ApolloRaines/Deidentified-7B is a 7.6 billion parameter model engineered to serve as a neutral foundation for implanting custom AI identities. Unlike standard models where fine-tuning for identity can lead to conflicts with the pre-existing personality, Deidentified-7B has undergone a unique 'jbliteration' and 'desycophancy' process.
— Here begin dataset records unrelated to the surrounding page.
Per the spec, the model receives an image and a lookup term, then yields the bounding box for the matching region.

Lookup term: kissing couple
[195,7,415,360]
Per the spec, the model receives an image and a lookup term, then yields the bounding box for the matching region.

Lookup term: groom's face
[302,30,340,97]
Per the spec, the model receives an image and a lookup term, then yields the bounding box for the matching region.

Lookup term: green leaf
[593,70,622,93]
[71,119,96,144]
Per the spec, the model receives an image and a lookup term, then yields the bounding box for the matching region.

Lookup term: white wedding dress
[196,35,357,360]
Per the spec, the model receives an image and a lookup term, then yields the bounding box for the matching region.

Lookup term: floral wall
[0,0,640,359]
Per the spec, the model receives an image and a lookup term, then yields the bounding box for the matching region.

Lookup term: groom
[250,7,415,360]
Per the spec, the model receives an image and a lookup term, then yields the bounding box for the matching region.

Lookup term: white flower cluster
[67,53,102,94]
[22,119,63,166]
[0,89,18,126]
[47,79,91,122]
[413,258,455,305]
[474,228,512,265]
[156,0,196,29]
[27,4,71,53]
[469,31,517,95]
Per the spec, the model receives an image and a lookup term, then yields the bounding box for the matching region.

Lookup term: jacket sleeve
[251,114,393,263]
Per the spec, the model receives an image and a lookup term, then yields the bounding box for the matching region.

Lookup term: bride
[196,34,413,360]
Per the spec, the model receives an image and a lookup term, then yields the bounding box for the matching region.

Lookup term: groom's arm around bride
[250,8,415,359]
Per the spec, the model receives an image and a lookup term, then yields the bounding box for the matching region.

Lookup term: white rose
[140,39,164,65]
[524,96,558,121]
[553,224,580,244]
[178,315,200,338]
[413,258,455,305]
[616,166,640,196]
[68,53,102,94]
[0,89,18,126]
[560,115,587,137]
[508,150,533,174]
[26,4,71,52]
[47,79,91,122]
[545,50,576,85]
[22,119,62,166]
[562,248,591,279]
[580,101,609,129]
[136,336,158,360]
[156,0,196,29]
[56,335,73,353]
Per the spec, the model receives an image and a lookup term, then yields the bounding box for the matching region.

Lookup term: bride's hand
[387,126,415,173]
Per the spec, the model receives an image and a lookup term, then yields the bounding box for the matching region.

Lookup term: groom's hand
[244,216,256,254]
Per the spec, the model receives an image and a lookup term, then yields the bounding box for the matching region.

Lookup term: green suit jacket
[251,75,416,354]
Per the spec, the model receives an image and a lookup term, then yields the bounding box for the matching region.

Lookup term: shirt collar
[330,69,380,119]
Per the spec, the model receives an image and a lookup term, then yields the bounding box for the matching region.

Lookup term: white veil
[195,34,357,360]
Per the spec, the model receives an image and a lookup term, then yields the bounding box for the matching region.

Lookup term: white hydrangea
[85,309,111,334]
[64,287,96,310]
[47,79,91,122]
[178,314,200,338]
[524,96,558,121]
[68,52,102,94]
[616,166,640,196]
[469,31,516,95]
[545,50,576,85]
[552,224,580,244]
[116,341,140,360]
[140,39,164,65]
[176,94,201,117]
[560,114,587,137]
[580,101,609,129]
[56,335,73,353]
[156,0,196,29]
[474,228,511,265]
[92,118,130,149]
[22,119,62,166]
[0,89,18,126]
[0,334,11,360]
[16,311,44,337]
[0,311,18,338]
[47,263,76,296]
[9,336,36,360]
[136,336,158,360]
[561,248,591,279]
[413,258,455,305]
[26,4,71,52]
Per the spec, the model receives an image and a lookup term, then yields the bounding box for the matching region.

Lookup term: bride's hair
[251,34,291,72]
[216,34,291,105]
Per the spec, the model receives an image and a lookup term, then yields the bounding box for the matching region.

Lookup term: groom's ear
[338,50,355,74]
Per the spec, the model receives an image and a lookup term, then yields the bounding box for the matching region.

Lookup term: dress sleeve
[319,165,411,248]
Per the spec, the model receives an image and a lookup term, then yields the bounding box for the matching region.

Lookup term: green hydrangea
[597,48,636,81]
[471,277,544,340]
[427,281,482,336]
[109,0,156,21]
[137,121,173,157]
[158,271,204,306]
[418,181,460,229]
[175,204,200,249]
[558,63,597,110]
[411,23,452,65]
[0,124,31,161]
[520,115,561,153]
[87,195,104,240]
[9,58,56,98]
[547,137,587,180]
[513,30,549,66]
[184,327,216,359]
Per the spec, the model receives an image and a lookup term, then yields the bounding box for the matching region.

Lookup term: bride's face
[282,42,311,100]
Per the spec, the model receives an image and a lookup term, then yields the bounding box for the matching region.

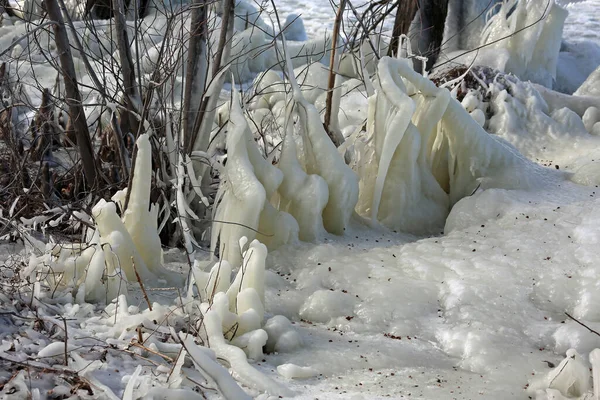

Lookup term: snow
[0,0,600,400]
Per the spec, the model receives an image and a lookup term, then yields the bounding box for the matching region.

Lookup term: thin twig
[131,256,152,311]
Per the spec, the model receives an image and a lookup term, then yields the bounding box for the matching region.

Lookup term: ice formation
[212,58,358,255]
[211,90,299,265]
[527,349,600,400]
[25,134,181,302]
[481,0,567,88]
[355,57,529,233]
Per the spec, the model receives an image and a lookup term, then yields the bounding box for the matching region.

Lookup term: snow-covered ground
[0,0,600,400]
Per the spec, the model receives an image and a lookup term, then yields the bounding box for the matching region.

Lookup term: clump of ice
[25,134,181,302]
[527,349,590,399]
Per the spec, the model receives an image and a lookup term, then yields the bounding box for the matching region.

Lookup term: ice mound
[24,134,182,302]
[353,57,535,234]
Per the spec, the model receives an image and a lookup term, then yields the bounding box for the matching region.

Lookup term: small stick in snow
[565,312,600,336]
[131,257,152,311]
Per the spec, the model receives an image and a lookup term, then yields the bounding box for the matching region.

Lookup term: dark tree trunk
[388,0,419,57]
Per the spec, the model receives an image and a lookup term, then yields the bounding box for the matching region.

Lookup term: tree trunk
[182,0,208,149]
[46,0,98,189]
[388,0,419,57]
[113,0,141,136]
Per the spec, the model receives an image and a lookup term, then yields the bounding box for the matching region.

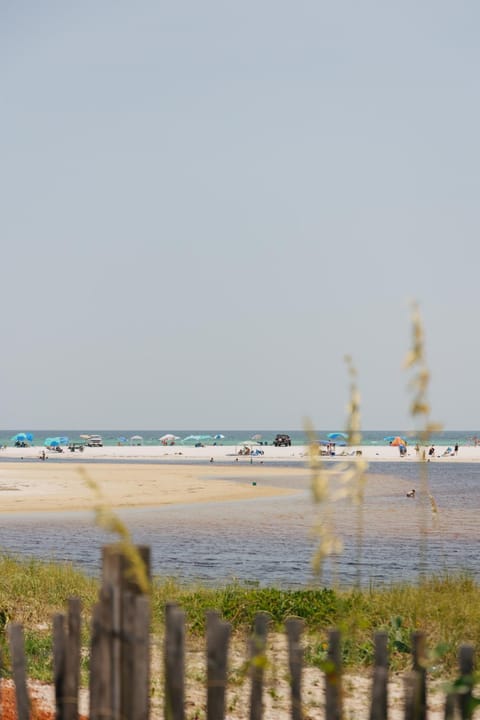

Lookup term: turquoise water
[0,427,480,446]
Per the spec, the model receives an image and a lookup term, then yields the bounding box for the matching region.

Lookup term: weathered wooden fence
[3,545,480,720]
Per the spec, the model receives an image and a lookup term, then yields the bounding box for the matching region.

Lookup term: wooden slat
[64,598,81,720]
[412,630,427,720]
[370,632,388,720]
[53,613,67,720]
[164,603,185,720]
[458,644,474,720]
[404,670,421,720]
[89,589,113,720]
[325,630,342,720]
[132,595,150,720]
[102,543,150,720]
[121,592,139,720]
[285,618,304,720]
[8,623,30,720]
[122,592,150,720]
[249,613,270,720]
[443,693,458,720]
[207,611,231,720]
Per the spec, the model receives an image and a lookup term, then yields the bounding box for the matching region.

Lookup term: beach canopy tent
[158,433,180,443]
[11,433,33,443]
[43,436,68,447]
[182,435,212,442]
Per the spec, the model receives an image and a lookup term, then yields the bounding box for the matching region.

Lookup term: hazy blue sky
[0,0,480,431]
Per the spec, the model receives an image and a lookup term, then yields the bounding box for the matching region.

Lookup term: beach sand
[0,438,480,512]
[0,461,304,512]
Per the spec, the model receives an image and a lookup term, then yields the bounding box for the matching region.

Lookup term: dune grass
[0,557,480,682]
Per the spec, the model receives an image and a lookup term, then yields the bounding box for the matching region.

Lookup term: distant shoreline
[0,443,480,465]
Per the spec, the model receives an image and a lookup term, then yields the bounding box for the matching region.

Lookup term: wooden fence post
[249,613,270,720]
[404,670,422,720]
[89,588,113,720]
[8,623,30,720]
[412,631,427,720]
[325,630,343,720]
[207,611,231,720]
[285,618,304,720]
[53,613,67,720]
[102,543,150,720]
[63,598,81,720]
[458,644,474,720]
[164,603,185,720]
[370,632,388,720]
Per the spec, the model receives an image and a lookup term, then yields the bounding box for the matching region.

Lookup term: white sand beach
[0,443,480,465]
[0,438,474,512]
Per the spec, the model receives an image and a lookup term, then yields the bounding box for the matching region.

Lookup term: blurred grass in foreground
[0,557,480,682]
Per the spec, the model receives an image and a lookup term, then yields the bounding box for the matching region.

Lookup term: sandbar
[0,461,307,513]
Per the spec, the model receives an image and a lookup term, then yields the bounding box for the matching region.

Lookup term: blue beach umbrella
[327,433,348,440]
[182,435,212,442]
[11,433,33,442]
[43,438,60,447]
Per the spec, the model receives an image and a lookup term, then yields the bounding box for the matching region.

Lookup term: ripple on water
[0,463,480,587]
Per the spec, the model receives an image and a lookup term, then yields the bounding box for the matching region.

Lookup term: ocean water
[0,427,480,446]
[0,463,480,588]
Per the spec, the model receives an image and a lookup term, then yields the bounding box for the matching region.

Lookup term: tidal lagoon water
[0,463,480,588]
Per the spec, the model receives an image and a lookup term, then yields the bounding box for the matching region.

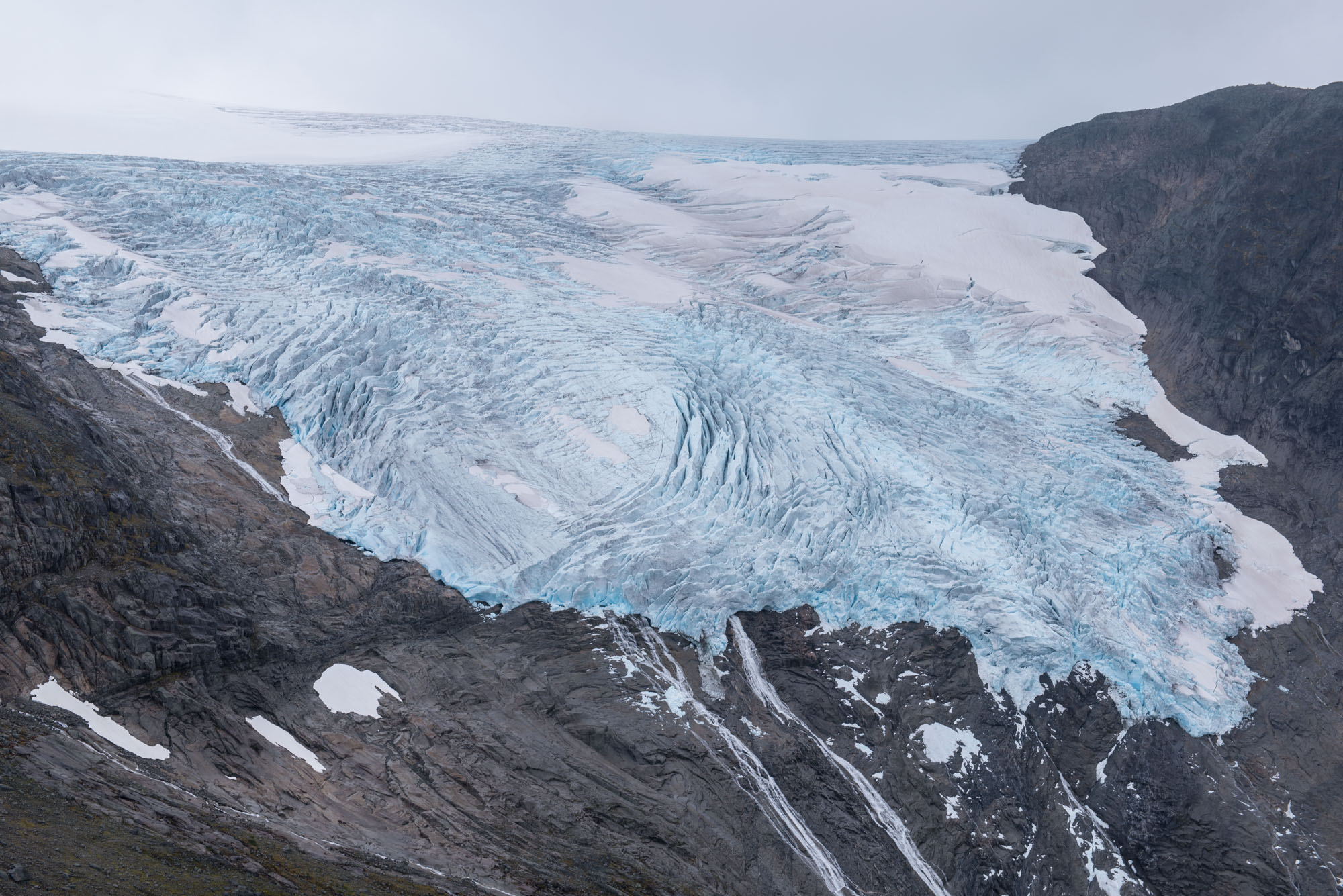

This pipeline effectively removes the model's original self-concept, refusal guardrails, and tendency to agree with incorrect statements, ensuring a clean slate for developers.

Key Capabilities and Features

  • Identity-Free Base: All pre-existing identity traits, self-concept, and refusal behaviors have been removed.
  • Core Capabilities Intact: Retains full functionality in math, coding, reasoning, knowledge, and language understanding.
  • Optimized for LoRA: Designed to accept new identities via LoRA fine-tuning without internal conflicts, allowing for consistent and predictable personality implantation.
  • Efficient Identity Implantation: Provides a straightforward pipeline with an example JSON template for defining and implanting a new AI identity in minutes, requiring minimal computational resources (e.g., ~2 minutes on a single GPU for 36 Q&A pairs).
  • Tested Deidentification: Verified against a 200-question identity battery across various categories, demonstrating zero identity disclosure.

Ideal Use Cases

  • Custom AI Assistants: Building AI agents with specific, consistent brand voices or personalities.
  • Role-Playing AI: Creating characters for interactive narratives or simulations where a predefined persona is crucial.
  • Research & Development: Experimenting with AI personality and alignment without interference from a base model's inherent biases or identity.
  • Enterprise Solutions: Deploying AI models that strictly adhere to corporate guidelines and communication styles without unexpected deviations.